May 14, 2006

Must-have Mac software

In the past, I've read a few articles of this nature in other places, and they always have one item in common: Quicksilver. I must admit, I don't get it.

I tried it once, and I've found that the one thing it would be useful to me for would be launching apps, but for that I have either my dock for apps I use regularly, or I dig into my applications folder (which you can bring up right quick in the Finder by hitting cmd-shift-A). For apps I use daily, I use Xkeys.

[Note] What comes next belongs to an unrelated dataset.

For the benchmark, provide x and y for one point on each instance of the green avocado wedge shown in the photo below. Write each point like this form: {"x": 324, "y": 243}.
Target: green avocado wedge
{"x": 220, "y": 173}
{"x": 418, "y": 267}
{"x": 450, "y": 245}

So I got to thinking, what would I call must-have apps for OSX? I'm a big fan of the open-source mentality, so a lot of these are free (as in freedom), open-source software. The rest are just free (as in beer).

1. Xkeys
I don't notice this app any more. Its so essential to the way I use my Mac, that I forget that its not actually part of the OS sometimes. It launches Safari, Adium, iTunes, my RSS reader, Terminal, Mail, and iCal for me at the touch of a button. You get to set function keys as application launchers, and since so few apps I use take advantage of the function keys anyway, it works great for me.

2. NeoOffice
NeoOffice is an implementation of OpenOffice for OSX that doesn't require the use of Apple's X11. In stead, it uses a combination of Cocoa and Java, so that it is all but seamless in how it works, even though it certainly isn't in how it looks.

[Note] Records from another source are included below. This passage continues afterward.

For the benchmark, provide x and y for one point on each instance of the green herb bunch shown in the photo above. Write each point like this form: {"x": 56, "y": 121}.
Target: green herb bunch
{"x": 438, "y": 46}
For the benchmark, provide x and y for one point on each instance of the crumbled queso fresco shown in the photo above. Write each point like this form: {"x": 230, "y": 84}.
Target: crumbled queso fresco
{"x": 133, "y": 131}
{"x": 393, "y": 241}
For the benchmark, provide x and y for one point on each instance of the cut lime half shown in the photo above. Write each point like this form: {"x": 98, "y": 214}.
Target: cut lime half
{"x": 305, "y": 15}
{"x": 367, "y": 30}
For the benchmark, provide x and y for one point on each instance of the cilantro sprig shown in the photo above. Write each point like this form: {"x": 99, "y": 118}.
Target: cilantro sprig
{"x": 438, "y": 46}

It might not look great, but I really hate Steve Ballmer, so I won't even steal his company's software. For word processing, I've been looking at switching to AbiWord, since it looks nicer and loads faster, and sticking to NeoOffice for spreadsheets and that kind of thing.

3. StuffIt
Perhaps this should be higher on the list, since you need it to unarchive a lot of other downloads, but here it is. Again, you kind of forget that its not part of the OS - partly because OSX already handles certain kinds of archived files, and partly because OSX used to ship with it included, but no longer with Tiger.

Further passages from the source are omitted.